We now perform 10-fold cross-validation to choose the best alpha, refit the model, and compute the associated score:

In [None]:
lassocv = LassoCV(alphas = None, cv = 10, max_iter = 100000, normalize = True)
lassocv.fit(X_train, y_train)

lasso.set_params(alpha=lassocv.alpha_)
lasso.fit(X_train, y_train)

The value of alpha that results in the smallest cross-validation error is 0.000332.

In [None]:
print('Root Mean Squared Error:', np.sqrt(metrics.mean_squared_error(y_test, lasso.predict(X_test))))

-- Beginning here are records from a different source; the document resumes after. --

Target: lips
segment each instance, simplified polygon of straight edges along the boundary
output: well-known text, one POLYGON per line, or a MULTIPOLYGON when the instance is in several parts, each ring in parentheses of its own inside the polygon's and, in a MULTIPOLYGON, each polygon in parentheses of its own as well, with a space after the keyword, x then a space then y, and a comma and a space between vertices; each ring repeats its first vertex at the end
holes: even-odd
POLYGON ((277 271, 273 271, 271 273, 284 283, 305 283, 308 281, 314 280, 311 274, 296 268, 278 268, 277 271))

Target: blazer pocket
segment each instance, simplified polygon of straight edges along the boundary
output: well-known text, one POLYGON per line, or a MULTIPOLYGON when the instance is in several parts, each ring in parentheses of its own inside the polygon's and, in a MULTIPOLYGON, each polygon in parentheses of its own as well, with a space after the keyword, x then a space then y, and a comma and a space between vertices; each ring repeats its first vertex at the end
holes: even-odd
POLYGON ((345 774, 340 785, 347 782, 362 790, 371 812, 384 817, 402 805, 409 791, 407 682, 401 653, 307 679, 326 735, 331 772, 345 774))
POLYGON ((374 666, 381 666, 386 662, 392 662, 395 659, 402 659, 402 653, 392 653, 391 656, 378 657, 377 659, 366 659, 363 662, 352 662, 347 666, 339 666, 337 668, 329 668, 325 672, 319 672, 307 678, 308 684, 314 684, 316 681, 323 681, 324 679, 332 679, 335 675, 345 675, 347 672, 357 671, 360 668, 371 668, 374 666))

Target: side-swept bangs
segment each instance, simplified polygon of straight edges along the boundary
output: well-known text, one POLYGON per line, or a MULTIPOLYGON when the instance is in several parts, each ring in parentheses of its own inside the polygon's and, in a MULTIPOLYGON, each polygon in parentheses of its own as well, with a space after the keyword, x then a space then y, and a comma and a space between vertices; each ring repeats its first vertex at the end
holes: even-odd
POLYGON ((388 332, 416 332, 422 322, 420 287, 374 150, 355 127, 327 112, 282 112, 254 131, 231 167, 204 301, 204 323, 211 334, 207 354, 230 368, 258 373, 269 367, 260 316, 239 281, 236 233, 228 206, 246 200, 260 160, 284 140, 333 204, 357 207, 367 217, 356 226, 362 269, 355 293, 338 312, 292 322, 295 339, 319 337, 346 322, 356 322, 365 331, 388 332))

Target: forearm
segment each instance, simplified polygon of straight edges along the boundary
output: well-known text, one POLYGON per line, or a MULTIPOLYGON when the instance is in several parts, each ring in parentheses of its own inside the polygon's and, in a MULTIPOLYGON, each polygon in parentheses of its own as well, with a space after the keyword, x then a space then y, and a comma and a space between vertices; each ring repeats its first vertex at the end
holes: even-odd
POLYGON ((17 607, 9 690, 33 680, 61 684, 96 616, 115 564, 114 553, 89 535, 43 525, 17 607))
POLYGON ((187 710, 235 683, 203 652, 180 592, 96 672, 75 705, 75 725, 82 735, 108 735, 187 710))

print('r2_score:', metrics.r2_score(y_test, lasso.predict(X_test)))

In [None]:
# Plot the coefficients
plt.figure(figsize=(8, 5))

colnames = X_train.columns

plt.plot(range(len(colnames)), lasso.coef_, linestyle='none',marker='*',markersize=5,color='red')
plt.xticks(range(len(colnames)), colnames.values, rotation=60) 
plt.margins(0.02)
plt.show()

We can see that the Ridge model is performing better than the Lasso model.

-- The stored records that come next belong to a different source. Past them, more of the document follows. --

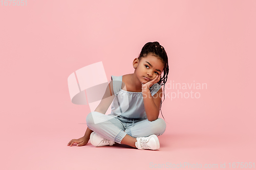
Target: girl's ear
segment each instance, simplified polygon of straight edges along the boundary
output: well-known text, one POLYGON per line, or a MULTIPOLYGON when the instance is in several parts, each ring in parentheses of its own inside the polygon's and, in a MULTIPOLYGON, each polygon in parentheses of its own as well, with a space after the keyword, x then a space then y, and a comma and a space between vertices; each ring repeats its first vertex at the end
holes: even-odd
POLYGON ((138 64, 139 64, 139 59, 137 58, 136 58, 133 60, 133 67, 137 67, 138 64))

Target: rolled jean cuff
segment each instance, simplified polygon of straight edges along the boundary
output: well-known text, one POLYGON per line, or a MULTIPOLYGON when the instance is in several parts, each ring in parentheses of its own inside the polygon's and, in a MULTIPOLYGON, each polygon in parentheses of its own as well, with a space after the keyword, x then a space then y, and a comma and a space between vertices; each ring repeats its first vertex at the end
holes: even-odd
POLYGON ((120 131, 119 133, 116 135, 116 138, 115 138, 114 141, 115 142, 118 143, 119 144, 121 144, 121 141, 122 140, 123 140, 123 138, 125 135, 127 134, 127 133, 123 131, 120 131))

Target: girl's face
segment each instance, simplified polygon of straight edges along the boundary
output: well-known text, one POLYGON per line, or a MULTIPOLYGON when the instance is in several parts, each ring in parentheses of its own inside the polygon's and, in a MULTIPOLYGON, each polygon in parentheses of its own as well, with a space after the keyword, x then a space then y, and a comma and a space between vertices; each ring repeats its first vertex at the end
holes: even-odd
POLYGON ((138 58, 134 60, 134 67, 136 67, 136 74, 143 84, 154 79, 161 74, 164 67, 162 60, 152 55, 148 54, 139 61, 138 58))

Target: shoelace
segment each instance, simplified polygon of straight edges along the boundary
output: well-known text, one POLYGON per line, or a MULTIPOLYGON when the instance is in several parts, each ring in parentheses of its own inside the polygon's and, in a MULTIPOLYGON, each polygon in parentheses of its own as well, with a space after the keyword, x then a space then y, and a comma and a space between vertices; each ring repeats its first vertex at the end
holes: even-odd
POLYGON ((102 141, 102 143, 104 143, 104 142, 108 142, 108 143, 109 143, 110 142, 110 140, 108 140, 106 139, 105 139, 105 138, 103 138, 103 140, 102 141))
POLYGON ((147 139, 140 139, 140 143, 141 144, 142 149, 148 149, 150 148, 147 145, 147 141, 148 140, 147 139))

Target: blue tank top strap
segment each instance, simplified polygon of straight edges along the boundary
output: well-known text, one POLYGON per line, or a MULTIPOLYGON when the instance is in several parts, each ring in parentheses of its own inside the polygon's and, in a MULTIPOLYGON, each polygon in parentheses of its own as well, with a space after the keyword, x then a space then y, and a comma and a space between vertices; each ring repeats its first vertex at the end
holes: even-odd
POLYGON ((122 87, 122 77, 111 76, 111 80, 113 81, 114 93, 115 95, 118 94, 118 92, 122 87))

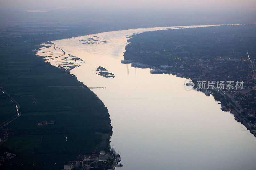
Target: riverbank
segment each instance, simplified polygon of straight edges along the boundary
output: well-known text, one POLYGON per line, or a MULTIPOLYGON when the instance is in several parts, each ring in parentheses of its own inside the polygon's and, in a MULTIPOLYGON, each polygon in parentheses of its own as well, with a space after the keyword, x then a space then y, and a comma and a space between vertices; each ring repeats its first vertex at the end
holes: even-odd
POLYGON ((22 114, 5 126, 14 136, 1 150, 17 156, 1 168, 60 169, 81 152, 108 148, 109 115, 95 94, 75 76, 31 52, 39 46, 23 41, 7 45, 0 47, 0 83, 22 114), (44 121, 56 123, 38 125, 44 121))

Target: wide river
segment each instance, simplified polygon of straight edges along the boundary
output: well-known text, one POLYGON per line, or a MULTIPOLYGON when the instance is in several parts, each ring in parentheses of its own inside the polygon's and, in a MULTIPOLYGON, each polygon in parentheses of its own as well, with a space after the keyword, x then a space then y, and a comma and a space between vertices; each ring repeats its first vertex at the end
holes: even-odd
MULTIPOLYGON (((184 78, 151 74, 149 69, 120 62, 126 35, 210 26, 102 33, 52 41, 66 52, 62 56, 56 58, 62 54, 47 53, 38 55, 51 56, 47 57, 48 61, 57 66, 65 64, 64 57, 72 58, 68 54, 79 57, 84 63, 79 63, 81 66, 71 73, 88 87, 106 87, 92 90, 109 111, 114 131, 111 145, 121 155, 124 166, 121 169, 254 169, 256 138, 232 114, 221 111, 212 96, 186 90, 184 78), (99 38, 95 43, 81 43, 92 42, 86 40, 94 36, 99 38), (86 40, 79 41, 83 40, 86 40), (99 66, 115 77, 97 74, 99 66)), ((61 51, 53 47, 43 50, 61 51)))

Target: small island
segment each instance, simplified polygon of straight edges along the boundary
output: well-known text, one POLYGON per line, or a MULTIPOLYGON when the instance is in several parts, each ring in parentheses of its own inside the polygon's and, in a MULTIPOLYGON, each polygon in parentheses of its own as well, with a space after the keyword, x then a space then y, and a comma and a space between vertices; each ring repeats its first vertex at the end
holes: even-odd
POLYGON ((90 37, 84 40, 79 40, 79 43, 87 44, 107 44, 110 42, 105 40, 101 39, 100 38, 96 36, 90 37))
POLYGON ((96 71, 98 72, 96 74, 106 78, 112 78, 115 77, 114 74, 108 72, 108 71, 107 70, 102 67, 99 66, 97 68, 96 71))

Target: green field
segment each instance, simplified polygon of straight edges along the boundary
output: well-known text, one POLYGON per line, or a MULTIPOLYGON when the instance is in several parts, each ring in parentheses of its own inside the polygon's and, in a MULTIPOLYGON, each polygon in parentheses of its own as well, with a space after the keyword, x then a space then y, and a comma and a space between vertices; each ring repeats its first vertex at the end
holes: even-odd
MULTIPOLYGON (((0 47, 1 86, 21 113, 4 127, 14 136, 0 146, 1 152, 17 156, 0 169, 60 169, 80 153, 108 147, 107 108, 89 88, 81 88, 76 78, 35 56, 34 48, 25 42, 0 47), (55 123, 37 125, 44 121, 55 123)), ((0 99, 1 122, 15 116, 14 105, 6 100, 0 99)))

#### 3. ElasticNet Regression

ElasticNet combines the properties of both Ridge and Lasso regression. It works by penalizing the model using both the l2-norm and the l1-norm.

In [None]:
# Let's perform a cross-validation to find the best combination of alpha and l1_ratio
from sklearn.linear_model import ElasticNetCV, ElasticNet

# how much importance should be given to l1 reguralization
cv_model = ElasticNetCV(l1_ratio=[.1, .5, .7, .9, .95, .99, .995, 1], eps=0.001, n_alphas=100, fit_intercept=True, 
                        normalize=True, precompute='auto', max_iter=2000, tol=0.0001, cv=5, 
                        copy_X=True, verbose=0, n_jobs=-1, positive=False, random_state=None, selection='cyclic')

In [None]:
cv_model.fit(X_train, y_train)

In [None]:
print('Optimal alpha: %.8f'%cv_model.alpha_)
#The amount of penalization chosen by cross validation

print('Optimal l1_ratio: %.3f'%cv_model.l1_ratio_)
#The compromise between l1 and l2 penalization chosen by cross validation

print('Number of iterations %d'%cv_model.n_iter_)
#number of iterations run by the coordinate descent solver to reach the specified tolerance for the optimal alpha.

In [None]:
# train model with best parameters from CV
elastic = ElasticNet(l1_ratio=cv_model.l1_ratio_, alpha = cv_model.alpha_, max_iter=cv_model.n_iter_, fit_intercept=True, normalize = True)
elastic.fit(X_train, y_train)

In [None]:
print('Root Mean Squared Error:', np.sqrt(metrics.mean_squared_error(y_test, elastic.predict(X_test))))

print('r2_score:', metrics.r2_score(y_test, elastic.predict(X_test)))

Out of the 3 regularization models the Elastic Net Model is performing the best on this dataset.